Translation meaning & definition of the word "confused" into Turkish language
Türk diline "karışık" kelimesinin çeviri anlamı ve tanımı
English⟶Turkish
Confused
[Karışık]/kənfjuzd/
adjective
1. Perplexed by many conflicting situations or statements
- Filled with bewilderment
- "Obviously bemused by his questions"
- "Bewildered and confused"
- "A cloudy and confounded philosopher"
- "Just a mixed-up kid"
- "She felt lost on the first day of school"
- synonym:
- baffled ,
- befuddled ,
- bemused ,
- bewildered ,
- confounded ,
- confused ,
- lost ,
- mazed ,
- mixed-up ,
- at sea
1. Birçok çelişkili durum veya ifade ile şaşırmış
- Şaşkınlıkla dolu
- "Açıkça sorularından şaşkına döndü"
- "Korkunç ve şaşkın"
- "Bulutlu ve şaşkın bir filozof"
- "Sadece karışık bir çocuk"
- "Okulun ilk gününde kendini kaybolmuş hissetti"
- eşanlamlı:
- şaşırmış ,
- şaşkın ,
- sersemlemiş ,
- karışık ,
- kaybolmuş ,
- denizde
2. Lacking orderly continuity
- "A confused set of instructions"
- "A confused dream about the end of the world"
- "Disconnected fragments of a story"
- "Scattered thoughts"
- synonym:
- confused ,
- disconnected ,
- disjointed ,
- disordered ,
- garbled ,
- illogical ,
- scattered ,
- unconnected
2. Düzenli süreklilikten yoksun
- "Şaşkın bir talimat seti"
- "Dünyanın sonu hakkında karışık bir rüya"
- "Bir hikayenin kopuk parçaları"
- "Saçılmış düşünceler"
- eşanlamlı:
- karışık ,
- bağlantısız ,
- ayrılmış ,
- düzensiz ,
- bozuk ,
- mantıksız ,
- dağılmış ,
- birbirine bağlı olmayan
3. Having lost your bearings
- Confused as to time or place or personal identity
- "I frequently find myself disoriented when i come up out of the subway"
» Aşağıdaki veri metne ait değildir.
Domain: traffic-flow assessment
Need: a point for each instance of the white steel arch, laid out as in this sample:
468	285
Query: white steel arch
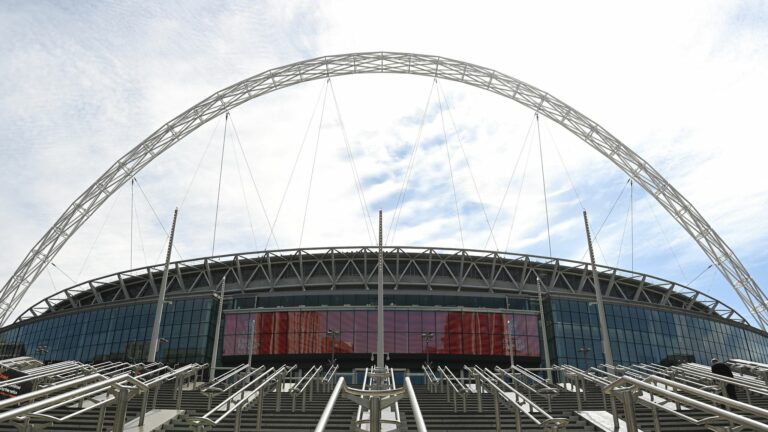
385	62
- "The anesthetic left her completely disoriented"
- synonym:
- confused ,
- disoriented ,
- lost
3. Rulmanlarını kaybetmiş olman
- Zaman, yer veya kişisel kimlik olarak karıştırılır
- "Metrodan çıktığımda kendimi sık sık şaşırmış buluyorum"
- "Anestezik onu tamamen şaşırttı"
- eşanlamlı:
- karışık ,
- şaşırmış ,
- kaybolmuş
4. Thrown into a state of disarray or confusion
- "Troops fleeing in broken ranks"
- "A confused mass of papers on the desk"
- "The small disordered room"
- "With everything so upset"
- synonym:
- broken ,
- confused ,
- disordered ,
- upset
4. Bir kargaşa veya karışıklık durumuna atılır
- "Kırık saflarda kaçan askerler"
- "Masadaki karışık kağıt yığınları"
- "Küçük düzensiz oda"
- "Her şey çok üzgün"
- eşanlamlı:
- kırık ,
- karışık ,
- düzensiz ,
- üzgün
5. Mentally confused
- Unable to think with clarity or act intelligently
- "The flood of questions left her bewildered and confused"
- synonym:
- confused
5. Zihinsel olarak karışık
- Açıklıkla düşünemez veya akıllıca davranamaz
- "Sorular seli onu şaşkın ve şaşkın bıraktı"
- eşanlamlı:
- karışık
Examples of using
Tom is now totally confused.
Tom şimdi tamamen şaşkın.
We were confused as well.
Bizim de kafamız karıştı.
Tom had a confused look on his face.
Tom'un yüzünde şaşkın bir ifade vardı.